How can you be certain when something can be built out of pushouts and coequalizers is really what I was getting at. I know you have a counter example in your semantics of HITs paper, which I never really read it in detail since it was a bit daunting. As I understand your counter example works by constructing an inaccessable cardinal. Most HITs that I will write down when doing homotopy theory probably won't do this, so does that necessarily mean they can be written as coequalizers? Will I be able to do this by fiddling around with constructors till they match a HIT I know?

But for the context of Wtil, I don't think it was a question of "can it be written as a coequalizer" but "how". Thanks for pointing me to 2.15.9 this means I can continue for a bit. :-)

[mikeshulman]

Yes, "dependent uncurrying" is a good thing to call it.

In general, any nonrecursive HIT can be built out of pushouts (or equivalently coequalizers, since -- at least in the presence of coproducts -- pushouts and coequalizers can be built out of each other). Nonrecursive means that none of the constructors take inputs from the HIT being defined. Some apparently-recursive HITs can also be built out of pushouts in less obvious ways, such as truncations and localizations at maps between omega-compact types, but those require more cleverness.

[Alizter]

So I've had a go at rewriting Wtil as a coequalizer.
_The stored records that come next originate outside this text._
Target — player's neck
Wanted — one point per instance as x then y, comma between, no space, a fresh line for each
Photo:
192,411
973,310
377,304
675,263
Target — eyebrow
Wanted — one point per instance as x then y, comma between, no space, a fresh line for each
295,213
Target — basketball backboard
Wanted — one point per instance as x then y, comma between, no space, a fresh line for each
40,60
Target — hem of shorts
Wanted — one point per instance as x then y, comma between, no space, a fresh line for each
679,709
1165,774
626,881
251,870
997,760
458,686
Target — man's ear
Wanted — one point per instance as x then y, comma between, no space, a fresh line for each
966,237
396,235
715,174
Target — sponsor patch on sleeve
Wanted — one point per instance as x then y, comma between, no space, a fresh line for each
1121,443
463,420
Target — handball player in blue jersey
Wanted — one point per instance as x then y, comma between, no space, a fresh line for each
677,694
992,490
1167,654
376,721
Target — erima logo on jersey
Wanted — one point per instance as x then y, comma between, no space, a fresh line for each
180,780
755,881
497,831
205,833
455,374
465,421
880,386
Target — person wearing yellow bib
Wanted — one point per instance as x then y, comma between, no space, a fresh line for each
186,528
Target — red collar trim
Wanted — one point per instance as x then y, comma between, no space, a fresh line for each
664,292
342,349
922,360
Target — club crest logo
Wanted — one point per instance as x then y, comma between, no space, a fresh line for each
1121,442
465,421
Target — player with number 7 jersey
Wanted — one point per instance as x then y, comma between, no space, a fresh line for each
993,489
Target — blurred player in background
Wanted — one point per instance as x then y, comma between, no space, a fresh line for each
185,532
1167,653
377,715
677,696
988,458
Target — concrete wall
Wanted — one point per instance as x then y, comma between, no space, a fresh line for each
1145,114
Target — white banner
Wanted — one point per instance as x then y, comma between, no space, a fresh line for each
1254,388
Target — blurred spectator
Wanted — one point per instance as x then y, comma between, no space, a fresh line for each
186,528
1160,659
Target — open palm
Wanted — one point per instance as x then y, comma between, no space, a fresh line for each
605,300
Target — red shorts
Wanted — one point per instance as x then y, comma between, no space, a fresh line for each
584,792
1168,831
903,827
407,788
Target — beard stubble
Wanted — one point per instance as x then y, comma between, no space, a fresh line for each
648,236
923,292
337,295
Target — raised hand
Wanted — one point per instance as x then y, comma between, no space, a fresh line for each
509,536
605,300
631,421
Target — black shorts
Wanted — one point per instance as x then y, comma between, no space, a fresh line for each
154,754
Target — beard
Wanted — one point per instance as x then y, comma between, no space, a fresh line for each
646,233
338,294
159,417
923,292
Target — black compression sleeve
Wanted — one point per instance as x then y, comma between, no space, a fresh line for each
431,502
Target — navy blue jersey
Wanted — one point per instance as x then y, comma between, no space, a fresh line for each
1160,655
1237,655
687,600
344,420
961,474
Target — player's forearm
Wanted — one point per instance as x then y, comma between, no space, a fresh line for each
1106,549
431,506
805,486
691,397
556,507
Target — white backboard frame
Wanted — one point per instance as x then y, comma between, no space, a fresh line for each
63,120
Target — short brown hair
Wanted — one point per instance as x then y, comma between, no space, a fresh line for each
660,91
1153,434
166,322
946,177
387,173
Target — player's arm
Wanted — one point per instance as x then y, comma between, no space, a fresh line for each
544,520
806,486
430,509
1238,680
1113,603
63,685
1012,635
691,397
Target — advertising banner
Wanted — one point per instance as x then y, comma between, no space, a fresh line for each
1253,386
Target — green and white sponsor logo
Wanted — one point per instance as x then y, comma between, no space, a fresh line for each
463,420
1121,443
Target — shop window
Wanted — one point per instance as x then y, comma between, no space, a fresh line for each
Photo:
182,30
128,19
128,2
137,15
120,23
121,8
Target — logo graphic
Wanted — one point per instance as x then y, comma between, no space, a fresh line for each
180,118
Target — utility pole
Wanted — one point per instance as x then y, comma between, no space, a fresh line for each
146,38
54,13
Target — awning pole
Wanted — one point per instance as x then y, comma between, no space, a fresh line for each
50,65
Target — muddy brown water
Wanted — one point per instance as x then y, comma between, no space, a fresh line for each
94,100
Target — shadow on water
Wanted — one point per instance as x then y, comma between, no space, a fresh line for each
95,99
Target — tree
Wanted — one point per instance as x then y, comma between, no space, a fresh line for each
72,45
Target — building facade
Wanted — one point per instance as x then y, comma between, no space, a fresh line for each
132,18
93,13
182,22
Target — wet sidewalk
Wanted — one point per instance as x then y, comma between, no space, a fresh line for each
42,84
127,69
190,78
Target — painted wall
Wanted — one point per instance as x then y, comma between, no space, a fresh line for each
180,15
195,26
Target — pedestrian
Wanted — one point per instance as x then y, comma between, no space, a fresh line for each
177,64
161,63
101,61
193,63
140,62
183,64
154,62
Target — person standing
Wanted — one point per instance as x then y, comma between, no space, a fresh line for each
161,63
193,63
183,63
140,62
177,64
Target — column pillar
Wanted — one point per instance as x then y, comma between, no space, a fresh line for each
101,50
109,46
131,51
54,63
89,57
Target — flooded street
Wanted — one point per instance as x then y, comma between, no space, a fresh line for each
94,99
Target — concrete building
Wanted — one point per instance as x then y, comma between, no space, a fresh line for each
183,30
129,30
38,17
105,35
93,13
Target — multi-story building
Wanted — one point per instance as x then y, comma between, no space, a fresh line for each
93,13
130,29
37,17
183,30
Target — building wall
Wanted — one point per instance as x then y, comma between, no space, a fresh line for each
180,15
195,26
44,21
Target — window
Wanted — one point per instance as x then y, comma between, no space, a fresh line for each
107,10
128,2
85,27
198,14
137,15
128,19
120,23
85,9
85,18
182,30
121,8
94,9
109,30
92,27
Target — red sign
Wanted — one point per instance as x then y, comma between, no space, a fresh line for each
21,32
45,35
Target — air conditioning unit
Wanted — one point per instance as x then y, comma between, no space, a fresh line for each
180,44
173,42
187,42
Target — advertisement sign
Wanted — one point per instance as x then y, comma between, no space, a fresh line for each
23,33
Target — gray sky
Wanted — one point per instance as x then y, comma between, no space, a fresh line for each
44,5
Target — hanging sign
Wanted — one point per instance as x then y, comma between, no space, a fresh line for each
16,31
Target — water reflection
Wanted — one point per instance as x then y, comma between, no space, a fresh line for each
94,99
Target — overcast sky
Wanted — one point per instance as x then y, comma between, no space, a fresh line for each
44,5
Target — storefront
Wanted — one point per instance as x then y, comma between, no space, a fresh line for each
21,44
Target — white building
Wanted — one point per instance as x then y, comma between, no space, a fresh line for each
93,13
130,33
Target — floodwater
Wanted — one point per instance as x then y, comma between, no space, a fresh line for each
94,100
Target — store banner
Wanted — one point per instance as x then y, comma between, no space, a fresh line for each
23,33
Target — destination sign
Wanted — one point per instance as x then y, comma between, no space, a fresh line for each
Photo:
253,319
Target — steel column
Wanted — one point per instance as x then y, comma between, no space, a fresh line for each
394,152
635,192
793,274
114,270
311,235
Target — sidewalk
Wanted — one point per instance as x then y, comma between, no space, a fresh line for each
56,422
I am stuck on proving Wtil_ind_betappt however. There is some rewriting that needs to be done but I am not seeing it. I want to rewrite using ppt' as I can see the subexpression is in that form however ppt' is written with (;_) but my expression has pr's. I do not know how to proceed here.

[mikeshulman]

I would start with rewrite (Coeq_ind_beta_cp Q _ _ (b;y)); cbn.

[Alizter]

@mikeshulman Thanks, I have managed to finish it now. Funnily enough, looking back through the pushout of total spaces is total space of pushout fibrations lemma it seems I didn't need Wtil to be a coequalizer after all. However in the future, if we ever need to do a double flattening for whatever reason it may be useful. So I have kept it in my branch flatten, but I don't think its worth pulling here yet since there is no added benefit. There are lots of comments in Flattening.v saying how it should be moved to the coeq file and later derived for pushouts etc. This may be more desirable anyhow.

Now I am stuck trying to compute the fiber and total space of the "fibration over the suspension". I need to think about it some more. :-)

[Alizter]

Something to make note of in case I forget:

The Hopf construction doesn't need to be done on a 0-connected type but rather any type that makes its H-space multiplication into equivalences. In particular every 0-connected type does this, but so does S0 which is not 0-connected. This means that the Hopf construction works for S0 and there is no special case anymore.